A Inquisição nos trópicos

           Francisco Abiaru, náufrago de uma pirágua, é salvo das  águas do Rio da  Prata por um navio português. Içado por uma corda, agarrado ao Cristo de madeira que esculpira nas Missões é, semi-desfalecido, largado no tombadilho do navio.

          Aí tem início o caminho de seus dias futuros. Por ser índio missioneiro, por ter o seu Cristo os olhos amendoados é preso e, assim, segue para o Rio de Janeiro onde nos cárceres da Inquisição deverá responder por heresia.

          É o que irá contar Luiz Antonio de Assis Brasil no seu Breviário das terras do Brasil: uma aventura nos tempos da Inquisição, publicado pela L& PM de Porto Alegre, no fim do ano passado.
          O drama de Francisco Abiaru na prisão, se entrelaça com o do  Padre Vasco Antonio da Costa, da Rainha Hécuba, do Mestre Domingos, do holandês voador, com o do Vigário Geral. Todos eles se enleando nas tramas que leis ditadas por vontades esdrúxulas instituíam nesse século XVII ainda sob a Jurisdição da Inquisição. Sobre tudo, o medo reina entre eles e cada um a seu modo ou a ele se submete ou busca uma salvação para fugir das ordens que atravessaram o Atlântico para se instalar no Brasil-colônia.

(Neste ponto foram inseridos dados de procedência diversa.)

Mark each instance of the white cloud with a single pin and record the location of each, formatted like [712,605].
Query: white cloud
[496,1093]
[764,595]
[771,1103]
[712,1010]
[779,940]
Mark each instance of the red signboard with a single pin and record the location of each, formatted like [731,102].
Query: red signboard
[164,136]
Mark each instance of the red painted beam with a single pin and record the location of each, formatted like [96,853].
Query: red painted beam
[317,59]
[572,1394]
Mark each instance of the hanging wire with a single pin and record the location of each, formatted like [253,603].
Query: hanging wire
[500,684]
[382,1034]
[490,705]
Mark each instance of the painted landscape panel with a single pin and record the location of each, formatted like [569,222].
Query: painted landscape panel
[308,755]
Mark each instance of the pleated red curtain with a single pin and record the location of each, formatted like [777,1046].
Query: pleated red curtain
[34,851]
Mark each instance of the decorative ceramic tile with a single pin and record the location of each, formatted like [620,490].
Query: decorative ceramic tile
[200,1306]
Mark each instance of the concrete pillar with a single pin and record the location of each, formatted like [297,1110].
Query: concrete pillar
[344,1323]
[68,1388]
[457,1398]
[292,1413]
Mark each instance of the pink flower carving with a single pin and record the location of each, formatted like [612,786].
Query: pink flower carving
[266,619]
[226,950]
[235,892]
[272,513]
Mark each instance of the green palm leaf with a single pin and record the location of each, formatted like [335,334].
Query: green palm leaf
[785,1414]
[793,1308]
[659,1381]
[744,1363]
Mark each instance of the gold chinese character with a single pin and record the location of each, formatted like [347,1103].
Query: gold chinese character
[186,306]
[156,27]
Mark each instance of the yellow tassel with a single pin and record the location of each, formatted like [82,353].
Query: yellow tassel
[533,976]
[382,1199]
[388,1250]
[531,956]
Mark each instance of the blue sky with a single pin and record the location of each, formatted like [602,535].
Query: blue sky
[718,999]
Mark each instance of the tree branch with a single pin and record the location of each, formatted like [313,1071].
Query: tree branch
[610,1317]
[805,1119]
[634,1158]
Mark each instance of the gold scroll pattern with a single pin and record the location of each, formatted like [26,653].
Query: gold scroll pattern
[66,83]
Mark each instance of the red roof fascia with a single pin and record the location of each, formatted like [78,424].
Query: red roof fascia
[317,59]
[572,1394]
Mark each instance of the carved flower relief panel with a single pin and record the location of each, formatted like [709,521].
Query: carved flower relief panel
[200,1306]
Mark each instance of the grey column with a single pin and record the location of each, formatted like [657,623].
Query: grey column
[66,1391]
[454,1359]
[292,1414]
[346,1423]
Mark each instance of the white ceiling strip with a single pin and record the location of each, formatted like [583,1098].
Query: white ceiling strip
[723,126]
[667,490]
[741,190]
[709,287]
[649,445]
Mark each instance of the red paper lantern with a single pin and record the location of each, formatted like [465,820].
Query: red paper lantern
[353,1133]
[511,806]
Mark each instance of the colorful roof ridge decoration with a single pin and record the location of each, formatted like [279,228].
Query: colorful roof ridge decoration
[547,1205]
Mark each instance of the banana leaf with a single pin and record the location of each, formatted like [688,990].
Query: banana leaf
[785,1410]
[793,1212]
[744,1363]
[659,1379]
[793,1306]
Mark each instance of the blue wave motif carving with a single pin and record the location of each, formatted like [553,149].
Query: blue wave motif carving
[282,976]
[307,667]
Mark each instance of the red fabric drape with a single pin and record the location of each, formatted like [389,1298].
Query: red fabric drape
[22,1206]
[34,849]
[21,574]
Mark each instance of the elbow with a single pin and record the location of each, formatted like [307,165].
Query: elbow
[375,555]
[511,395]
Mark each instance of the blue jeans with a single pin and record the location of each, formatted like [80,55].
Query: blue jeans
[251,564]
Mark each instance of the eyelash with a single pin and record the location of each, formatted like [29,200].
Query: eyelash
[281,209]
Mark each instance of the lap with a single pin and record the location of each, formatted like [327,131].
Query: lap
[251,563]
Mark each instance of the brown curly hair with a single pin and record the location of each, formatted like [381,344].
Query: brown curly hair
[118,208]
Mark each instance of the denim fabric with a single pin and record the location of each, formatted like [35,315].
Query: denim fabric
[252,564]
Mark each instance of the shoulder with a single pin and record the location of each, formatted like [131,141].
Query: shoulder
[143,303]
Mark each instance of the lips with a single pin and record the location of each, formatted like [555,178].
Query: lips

          No romance de Assis Brasil, elas se mostram como que menos cruéis, como que menos severas na convivência com as cores e com as luzes. A figura do índio guarani, os tons exuberantes e os perfumes da natureza tropical diluem os horrores da prisão e dos rituais  que aparecem como se mais do que ditos fossem insinuados.  Os próprios inquisidores se suavizam, as penas se reduzem e ao holandês voador, como ao índio é oferecida a salvação. Eles se lançam  ao espaço numa nave artesanal de fazendas coloridas que se afasta dos seus juízes em graciosas evoluções.

          Nesse dia, que seria o dos castigos, a baía da Guanabara refulgia de águas belíssimas. A vista alcançando a imensidão do mar e a grandeza do céu, dissolvendo-se toda a paisagem numa largueza onde se desconhecem os limites entre a terra, a água e o ar.

          A ficção permitiu o belo e o alentador de uma nave - algo prenhe de loucas esperanças – a voar para o seu destino. Assim finaliza  Breviário das terras do Brasil; uma aventura nos tempos da  Inquisição. Para trás, no silêncio dos Arquivos, ainda por se conhecer, os turvos, os funestos, os sombrios meandros da Inquisição no Brasil.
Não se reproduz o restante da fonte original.